Il ne s’agit pas de revenir sur les exposés si nombreux, si probans qui ont élucidé les doctrines pangermanistes, les motifs qui déterminèrent les empires du Centre à rendre le conflit inévitable, les méthodes appliquées par eux et leurs armées dans la conduite des hostilités. Doctrines et faits sont connus : c’est uniquement pour découvrir les raisons essentielles, pour essayer de dégager les conséquences probables, qu’il est utile de préciser certains points.
Il conviendrait, tout d’abord, de mettre les esprits trop dociles en garde contre une théorie venue d’Allemagne et qui tend à se propager dans le monde, à savoir que c’est une sorte de mysticisme qui aurait mis en mouvement et emporté, en quelque sorte, hors d’elles et malgré elles, les masses allemandes : d’après ce système, le soldat allemand combattrait et se sacrifierait pour la régénération de l’univers.
En vérité, ces gens ont toutes les ruses. Personne ne s’entend comme eux à envelopper de paroles graves et de propos grandiIoquens les passions ou les intérêts... Il faudra bien, un jour, percer à fond l’artifice de cette philosophie allemande qui met le monde et Dieu lui-même aux pieds du Moloch État.
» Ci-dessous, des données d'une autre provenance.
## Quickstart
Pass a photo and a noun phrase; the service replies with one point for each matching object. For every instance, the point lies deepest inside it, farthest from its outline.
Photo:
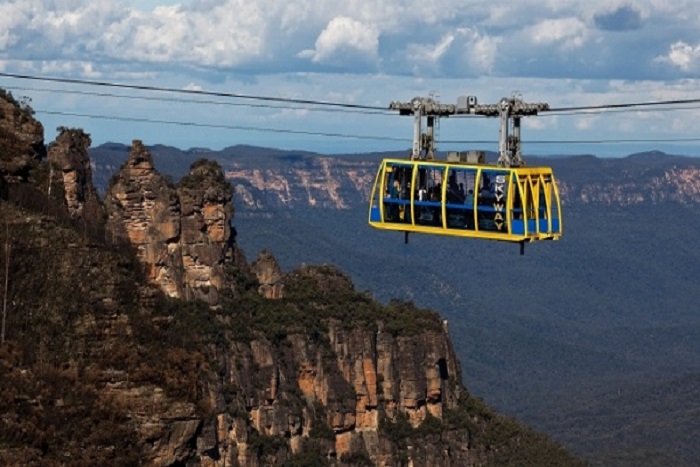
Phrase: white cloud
(683, 56)
(341, 35)
(568, 33)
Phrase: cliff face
(21, 140)
(68, 157)
(182, 234)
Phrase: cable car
(463, 196)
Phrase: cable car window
(397, 194)
(461, 185)
(492, 200)
(428, 199)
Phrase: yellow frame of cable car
(535, 222)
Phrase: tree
(7, 281)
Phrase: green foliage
(205, 172)
(310, 456)
(262, 445)
(22, 105)
(321, 430)
(357, 459)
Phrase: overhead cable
(190, 91)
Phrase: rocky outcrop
(21, 139)
(182, 233)
(70, 163)
(143, 210)
(269, 275)
(206, 213)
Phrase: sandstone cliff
(68, 158)
(182, 233)
(21, 139)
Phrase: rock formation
(68, 157)
(182, 234)
(269, 275)
(21, 139)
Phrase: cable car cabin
(513, 204)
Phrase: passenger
(469, 200)
(395, 189)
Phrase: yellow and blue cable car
(464, 197)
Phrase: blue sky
(563, 52)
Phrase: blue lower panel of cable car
(479, 201)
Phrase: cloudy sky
(563, 52)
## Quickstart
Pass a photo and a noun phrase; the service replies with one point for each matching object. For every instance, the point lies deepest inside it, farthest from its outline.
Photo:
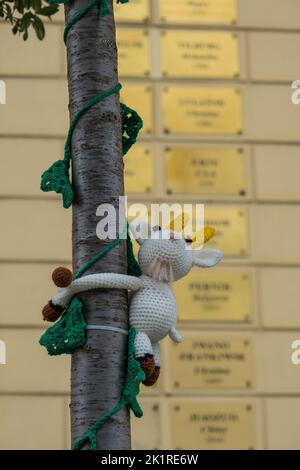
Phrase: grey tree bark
(99, 368)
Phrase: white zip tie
(108, 328)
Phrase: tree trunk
(99, 368)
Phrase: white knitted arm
(175, 335)
(96, 281)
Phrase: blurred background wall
(212, 81)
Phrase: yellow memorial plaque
(231, 224)
(202, 110)
(204, 362)
(139, 170)
(136, 11)
(213, 425)
(208, 11)
(214, 296)
(134, 52)
(139, 97)
(199, 54)
(205, 170)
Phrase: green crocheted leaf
(133, 267)
(132, 123)
(68, 334)
(56, 178)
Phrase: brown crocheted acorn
(52, 312)
(62, 277)
(147, 364)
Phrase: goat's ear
(140, 230)
(206, 257)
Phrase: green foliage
(23, 14)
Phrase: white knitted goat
(163, 258)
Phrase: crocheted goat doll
(163, 259)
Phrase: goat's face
(166, 257)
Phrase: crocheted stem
(99, 368)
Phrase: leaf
(48, 11)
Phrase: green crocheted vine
(134, 377)
(57, 177)
(69, 333)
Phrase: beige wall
(254, 205)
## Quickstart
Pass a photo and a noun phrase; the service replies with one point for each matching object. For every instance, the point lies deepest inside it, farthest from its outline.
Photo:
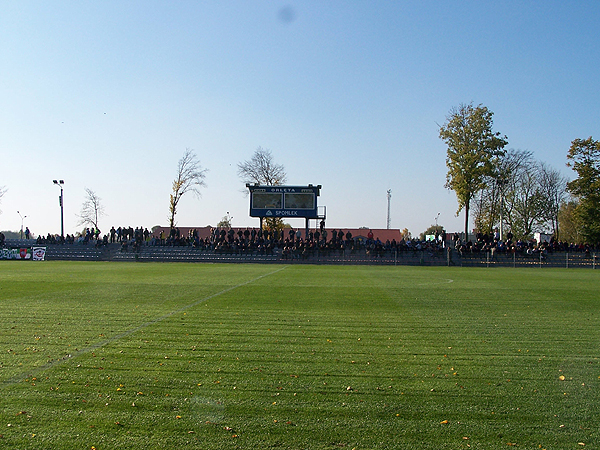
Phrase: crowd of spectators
(292, 243)
(492, 244)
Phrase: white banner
(15, 253)
(39, 253)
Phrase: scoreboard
(284, 201)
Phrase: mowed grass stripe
(309, 357)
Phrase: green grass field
(125, 355)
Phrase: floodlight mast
(389, 202)
(22, 218)
(60, 184)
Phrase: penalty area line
(18, 378)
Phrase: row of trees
(509, 188)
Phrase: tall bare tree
(262, 169)
(190, 178)
(553, 186)
(91, 209)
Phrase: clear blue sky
(347, 94)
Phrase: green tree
(472, 150)
(584, 158)
(570, 229)
(190, 178)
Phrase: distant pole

Quoi qu’il en soit, l’origine pangermaniste de la thèse du « mysticisme » allemand n’est pas douteuse : elle est l’âme de l’histoire de Treitschke ; elle est disséminée aux quatre vents de l’enseignement universitaire et scolaire par la parole des professeurs ; elle gonfle le livre de Bernhardi, L’Allemagne et la prochaine guerre, publié en 1911-1913 et qui est comme le manuel de ce que doit savoir et penser un Allemand, à la veille des événemens de 1914. Cet enseignement et ces livres ont une action puissante sur le peuple allemand, parce qu’ils lui servent ce qui vient de lui : c’est le résultat d’une longue opération intérieure où tous les sentimens de la race sont cuits et recuits. Cette étrange doctrine a ce caractère singulier d’être faite non pour l’universalité des hommes, mais pour un seul peuple : elle n’a d’autre objet que de l’entraîner et l’exalter sur ses propres vertus, de façon à l’amener à un état d’auto-suggestion où il devient Dieu pour lui-même.